Если старик и удивился этой странной просьбе, прозвучавшей не к месту и не вовремя, на лице у него ничего не отразилось — коротко глянув на нее сверху вниз, он кивнул и, повернувшись, зашел обратно, в дом. Как только он исчез, она постояла еще немного, словно прислушиваясь — мы, остальные, все еще не шевелились, замерев от неожиданности, а потом в два прыжка оказалась возле Витары и, даже не закрывая водительской дверцы, резко, с ревом сдала назад, приперев Витариным бампером широкую, полукруглую входную дверь — окоченевший на морозе пластик гулко стукнул по деревянным доскам.
— Ну?! — сказала она, обернувшись к Сереже и взглянув на него из-за руля коротко и зло. — Что вы стоите? Где канистры? Или вы грейдер собирались угонять? — и от этого ее окрика Сережа вздрогнул, бросил недокуренную сигарету себе под ноги и торопливо побежал к машине и распахнул багажник; следом за ним метнулся Андрей, а папа, на ходу сдергивая карабин с плеча, направился к цистерне и принялся старательно откапывать какую-то громоздкую конструкцию, прилепившуюся с ее ближайшего к нам торца.

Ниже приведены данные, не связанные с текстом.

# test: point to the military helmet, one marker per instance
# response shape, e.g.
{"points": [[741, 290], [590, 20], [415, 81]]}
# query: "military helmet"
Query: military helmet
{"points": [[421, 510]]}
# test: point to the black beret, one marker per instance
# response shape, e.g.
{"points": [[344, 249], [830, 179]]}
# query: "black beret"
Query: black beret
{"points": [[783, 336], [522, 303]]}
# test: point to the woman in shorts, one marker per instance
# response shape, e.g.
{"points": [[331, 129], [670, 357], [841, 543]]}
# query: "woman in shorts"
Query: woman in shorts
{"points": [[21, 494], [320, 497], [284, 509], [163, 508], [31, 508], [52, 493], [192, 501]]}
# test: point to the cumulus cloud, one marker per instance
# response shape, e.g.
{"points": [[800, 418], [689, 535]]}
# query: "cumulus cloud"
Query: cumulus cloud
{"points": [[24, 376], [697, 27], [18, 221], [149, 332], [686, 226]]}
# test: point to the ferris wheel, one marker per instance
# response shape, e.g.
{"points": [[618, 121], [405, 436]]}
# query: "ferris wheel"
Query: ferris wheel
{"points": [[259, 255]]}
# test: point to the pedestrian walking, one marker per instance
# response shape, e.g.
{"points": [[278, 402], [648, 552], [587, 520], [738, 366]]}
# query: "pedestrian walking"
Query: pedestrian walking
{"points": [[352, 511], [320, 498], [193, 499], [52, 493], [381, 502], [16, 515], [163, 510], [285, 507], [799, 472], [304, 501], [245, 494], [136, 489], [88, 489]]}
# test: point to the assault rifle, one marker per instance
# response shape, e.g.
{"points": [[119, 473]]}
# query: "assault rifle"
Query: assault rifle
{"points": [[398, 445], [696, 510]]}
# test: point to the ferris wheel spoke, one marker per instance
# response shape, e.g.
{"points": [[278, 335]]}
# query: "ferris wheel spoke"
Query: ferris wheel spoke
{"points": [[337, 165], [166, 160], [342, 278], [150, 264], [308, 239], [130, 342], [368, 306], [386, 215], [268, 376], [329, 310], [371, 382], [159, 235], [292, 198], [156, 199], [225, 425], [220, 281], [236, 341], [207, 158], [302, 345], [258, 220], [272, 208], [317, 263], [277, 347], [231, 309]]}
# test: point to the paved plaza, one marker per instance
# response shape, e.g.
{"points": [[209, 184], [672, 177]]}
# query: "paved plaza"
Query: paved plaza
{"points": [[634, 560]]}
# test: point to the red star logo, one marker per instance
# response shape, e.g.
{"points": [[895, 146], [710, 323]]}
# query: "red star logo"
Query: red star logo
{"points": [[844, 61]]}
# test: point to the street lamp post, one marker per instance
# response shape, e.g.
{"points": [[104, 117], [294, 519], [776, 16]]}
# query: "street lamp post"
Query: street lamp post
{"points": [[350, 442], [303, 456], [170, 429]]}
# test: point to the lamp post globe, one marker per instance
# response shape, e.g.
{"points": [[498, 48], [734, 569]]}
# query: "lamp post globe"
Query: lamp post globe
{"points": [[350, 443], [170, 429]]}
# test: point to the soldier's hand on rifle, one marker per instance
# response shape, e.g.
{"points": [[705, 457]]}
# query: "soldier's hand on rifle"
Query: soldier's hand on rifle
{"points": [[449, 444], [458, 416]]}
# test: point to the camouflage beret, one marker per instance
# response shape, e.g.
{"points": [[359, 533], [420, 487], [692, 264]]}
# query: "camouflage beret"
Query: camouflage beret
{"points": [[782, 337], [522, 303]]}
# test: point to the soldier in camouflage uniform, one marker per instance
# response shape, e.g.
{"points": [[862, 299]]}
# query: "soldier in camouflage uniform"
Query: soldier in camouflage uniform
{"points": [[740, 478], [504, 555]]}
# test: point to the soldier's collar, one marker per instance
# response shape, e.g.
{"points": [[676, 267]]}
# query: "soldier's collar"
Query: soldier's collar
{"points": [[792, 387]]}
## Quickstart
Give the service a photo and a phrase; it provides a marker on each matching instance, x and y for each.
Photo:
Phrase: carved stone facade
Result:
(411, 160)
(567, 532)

— Молоко — детям? — переспросила я, все еще не веря своим ушам, и она ответила тихо и устало, словно все силы, которые у нее были, она вложила в этот свой прыжок за руль и резкий, в полтора метра маневр, который, похоже, стоил Витаре бампера:
— По крайней мере, это лучше, чем то, что они задумали.
— Да он же вернется сейчас, через несколько минут, — сказала я безнадежно, — как только сообразит, зачем ты его отослала, он же слышал этот грохот наверняка, вся деревня, наверное, слышала…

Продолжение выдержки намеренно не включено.